Another approach is for me to look ahead into the backlog, and if I see stories that are particularly gnarly and it’s likely that when we reach them the estimates will be difficult because the technical design or some aspect of the technology is unknown, then I’ll create a spike boxed to a specific number of points (we usually make them 5 points for what that’s worth), and the output of the story is an investigation and some documentation regarding the approach to be taken when the real story is tackled.
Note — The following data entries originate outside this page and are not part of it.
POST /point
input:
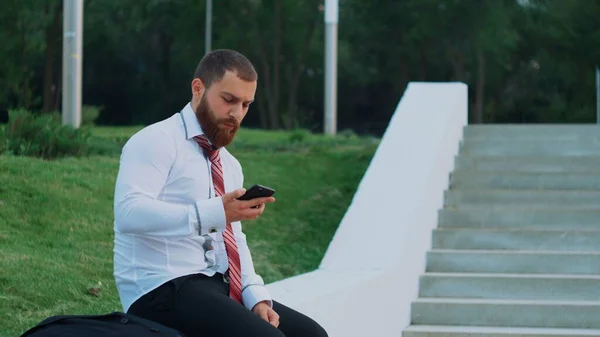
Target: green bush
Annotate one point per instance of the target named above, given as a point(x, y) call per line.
point(43, 136)
point(89, 114)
The idea is that enough work is done to enable a clear approach and accurate estimation of a future story.
It could be argued that this is not truly agile because we’re doing work in this sprint that supports a story in a future sprint, and there may be wasted work.
But for us it makes the whole process run more smoothly.
The third way we tackle this is to simply create stories that address the architecture / design directly – along the lines of “create a technical architecture that will allow user personalisation of all our sites from mobile phones”, or “have a whiteboard session to discuss the use of cookies on phones for authentication vs. tokens on the URL”. Later stories will build on this work.
I have no idea whether this breaks the scrum rules or not, but it works for us.
The relevant bit about the whiteboards is that they are in our corridors on display for anyone who wants a realtime snapshot of what’s going on, and contain pretty much everything we are working on, including exploratory stuff, testing, deployment etc.
I’ve had business managers ask me for regular status updates, and I always simply invite them to attend standup and to scrutinise our boards whenever they would like to.
Dom, take a look at http://www.agilemodeling.com/, and keep an eye out for Scott Ambler (for instance, a great interview here. Smart guy and very pragmatic and practical. He seems to get the Scrum True Believers in a knot pretty often, but he has a lot of valuable stuff to say. Scrum is great, but it’s (intentionally) incomplete – you need to add in your development and management processes along with it.
Just taken a look at the Slide 11 you were referring to – this is actually the use of whiteboards and an agile approach in a web development team that DOESN’T use Scrum! These guys use a combination of formal project management techniques when they are on conventional projects that have a defined start and end (like the site redesign pinned on the board), and some agile techniques for their maintenance and incremental work. They don’t use Scrum and shouldn’t, but they have picked out some of the useful elements of Scrum like the daily standups, whiteboards to manage project progress, regular retrospectives etc. But they don’t have a backlog, and they have a formal project manager running the project. Slides 13 & 14 show a project team on a traditionally managed project gathering for a short daily standup around the designs for the new site. Not Scrum, but some Scrum ideas and techniques being used.